Für dieses Semester hatte er Liedermacher und Lyrik gewählt, und da er die Veranstaltungen freiwillig und ohne Druck besuchte, konnte er sie einfach genießen.
Heute jedoch machte er vor dem Hörsaal wieder kehrt und steuerte die Cafeteria an.
» Du Volltrottel«, schimpfte er leise, als er vor seinem Cappuccino saß. » Wie konntest du nur?«
Eine Studentin am Nebentisch starrte ihn an, als hätte er nicht alle Tassen im Schrank. Er beugte sich zu ihr und machte: » Buh!«, worauf sie rasch wegsah. Blöde Kuh, dachte er und hätte ihr am liebsten eine reingezogen.

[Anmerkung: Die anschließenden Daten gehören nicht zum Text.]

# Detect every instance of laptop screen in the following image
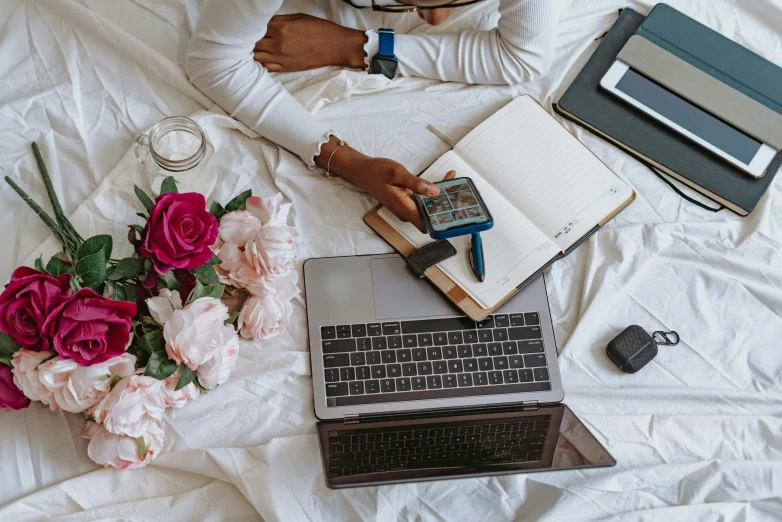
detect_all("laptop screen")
[318,404,616,488]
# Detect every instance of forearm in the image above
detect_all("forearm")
[367,0,558,85]
[185,0,330,165]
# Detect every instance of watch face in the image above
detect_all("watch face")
[369,56,399,79]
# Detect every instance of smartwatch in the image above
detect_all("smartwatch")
[369,28,399,80]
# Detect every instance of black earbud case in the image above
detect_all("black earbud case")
[606,325,657,373]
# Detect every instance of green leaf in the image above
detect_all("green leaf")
[209,201,227,221]
[225,189,253,212]
[122,284,136,303]
[174,363,195,391]
[109,257,142,281]
[0,332,21,364]
[158,270,182,290]
[133,185,155,212]
[109,282,128,301]
[191,264,220,285]
[78,234,114,265]
[136,435,147,459]
[160,176,179,194]
[46,256,76,277]
[76,251,106,289]
[144,351,177,380]
[201,283,225,299]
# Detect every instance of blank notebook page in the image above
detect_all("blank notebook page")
[379,151,559,308]
[454,96,633,251]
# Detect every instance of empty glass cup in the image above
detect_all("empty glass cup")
[133,116,217,198]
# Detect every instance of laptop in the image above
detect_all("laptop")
[304,254,616,488]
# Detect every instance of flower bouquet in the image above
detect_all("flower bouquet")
[0,143,299,468]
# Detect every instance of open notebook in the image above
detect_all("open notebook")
[365,96,635,319]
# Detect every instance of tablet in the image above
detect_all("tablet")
[600,60,777,178]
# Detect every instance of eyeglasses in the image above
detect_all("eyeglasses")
[372,0,483,13]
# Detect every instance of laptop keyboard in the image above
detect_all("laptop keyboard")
[320,312,551,406]
[327,415,550,478]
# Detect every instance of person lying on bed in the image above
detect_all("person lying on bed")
[185,0,557,231]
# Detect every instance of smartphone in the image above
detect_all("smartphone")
[415,178,494,239]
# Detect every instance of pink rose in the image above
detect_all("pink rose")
[139,192,218,274]
[238,294,293,340]
[0,364,30,410]
[82,422,165,469]
[246,192,291,226]
[147,288,182,326]
[220,210,263,245]
[244,225,298,278]
[11,349,56,406]
[93,375,168,437]
[196,325,239,390]
[163,297,228,370]
[38,353,136,413]
[163,368,201,408]
[0,266,71,350]
[43,288,136,366]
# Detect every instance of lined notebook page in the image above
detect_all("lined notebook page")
[454,96,632,251]
[379,151,559,308]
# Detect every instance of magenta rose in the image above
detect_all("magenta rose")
[139,192,218,274]
[0,266,71,351]
[44,288,136,366]
[0,364,30,410]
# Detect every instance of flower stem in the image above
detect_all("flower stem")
[32,142,84,245]
[5,176,78,260]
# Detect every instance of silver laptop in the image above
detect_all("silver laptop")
[304,254,615,487]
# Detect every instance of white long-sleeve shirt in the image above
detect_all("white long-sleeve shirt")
[185,0,557,166]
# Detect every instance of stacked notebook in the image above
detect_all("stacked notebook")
[364,96,635,321]
[554,4,782,215]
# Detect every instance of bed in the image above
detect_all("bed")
[0,0,782,522]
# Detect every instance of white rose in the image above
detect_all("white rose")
[238,294,293,340]
[246,192,291,226]
[82,422,165,469]
[163,297,228,370]
[147,288,182,325]
[93,375,167,437]
[38,353,136,413]
[11,349,54,406]
[244,225,298,278]
[196,325,239,390]
[163,366,199,408]
[219,210,263,245]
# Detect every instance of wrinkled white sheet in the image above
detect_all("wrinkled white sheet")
[0,0,782,522]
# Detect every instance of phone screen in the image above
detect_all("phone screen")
[421,178,489,232]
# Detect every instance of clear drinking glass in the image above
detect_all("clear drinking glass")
[133,116,217,198]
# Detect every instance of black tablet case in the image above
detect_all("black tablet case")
[554,9,782,215]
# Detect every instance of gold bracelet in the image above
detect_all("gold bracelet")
[323,140,350,179]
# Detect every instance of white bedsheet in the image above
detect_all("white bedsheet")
[0,0,782,522]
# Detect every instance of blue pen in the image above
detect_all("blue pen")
[470,232,486,283]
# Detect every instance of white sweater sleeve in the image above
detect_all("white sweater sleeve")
[366,0,559,85]
[185,0,332,166]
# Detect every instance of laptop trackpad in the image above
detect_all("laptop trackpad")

Er war so voller Aggressionen, dass es ihn selbst erschreckte.
Was war bloß in ihn gefahren?
Am Abend zuvor hatte die Sehnsucht nach Ilka ihn beinah umgebracht. Er hatte versucht, sie anzurufen, doch sie hatte ihr Handy ausgeschaltet. Schließlich hatte er ihr eine SMS geschickt, eine verklausulierte Liebeserklärung in Form eines Kleist-Zitats.
Sie hatte nicht darauf reagiert.
Marten hatte versucht zu malen. Er hatte in ein paar DVD s reingeschaut und jeden Film nach dem ersten Viertel abgebrochen, weil er keinen Zugang gefunden hatte.
Irgendwann war er in die Kneipe an der Ecke gegangen und hatte sich an den Tresen gestellt. Die Auswahl an Gesprächspartnern war nicht berauschend gewesen. Dennoch war er geblieben, weil die Vorstellung, in seine leere Wohnung zurückzukehren, noch unerträglicher gewesen war.
Und dann hatte er Susan angerufen.
Zuerst hatte er nur ihren Atem gehört.
» Du?«, hatte sie schließlich erstaunt gefragt.
» Ja. Ich«, hatte er lachend geantwortet.
Und Susan hatte gefragt: » Wie geht es dir?«
Dabei hatten sie sich doch gerade noch in der Kunstakademie gesehen.
» Hast du Zeit für mich?«, hatte er gefragt. » Jetzt?«
» Es ist schon kurz vor elf«, hatte sie geantwortet. » Ich wollte gerade ins Bett gehen.«
» Okay«, hatte er gesagt. » Vergiss es. War sowieso eine Schnapsidee.«
» Nein. Nein!« Sie hatte aufgeregt geklungen und auch ein wenig ängstlich. » Ich freu mich doch, dass du dich meldest.«
Und dann hatte sie gefragt, wo sie sich treffen wollten.
» Ich kann zu dir kommen«, hatte Marten vorgeschlagen. » Ich bringe was zu essen mit.«
Jetzt nur nicht allein sein, hatte er gedacht. Ohne einen Hintergedanken dabei zu haben. Außer einem vielleicht: Er hatte nicht gewollt, dass Susan zu ihm in die Wohnung kam.
Nicht, nachdem Ilka dort gewesen war.
Er hätte es wie eine Entweihung empfunden.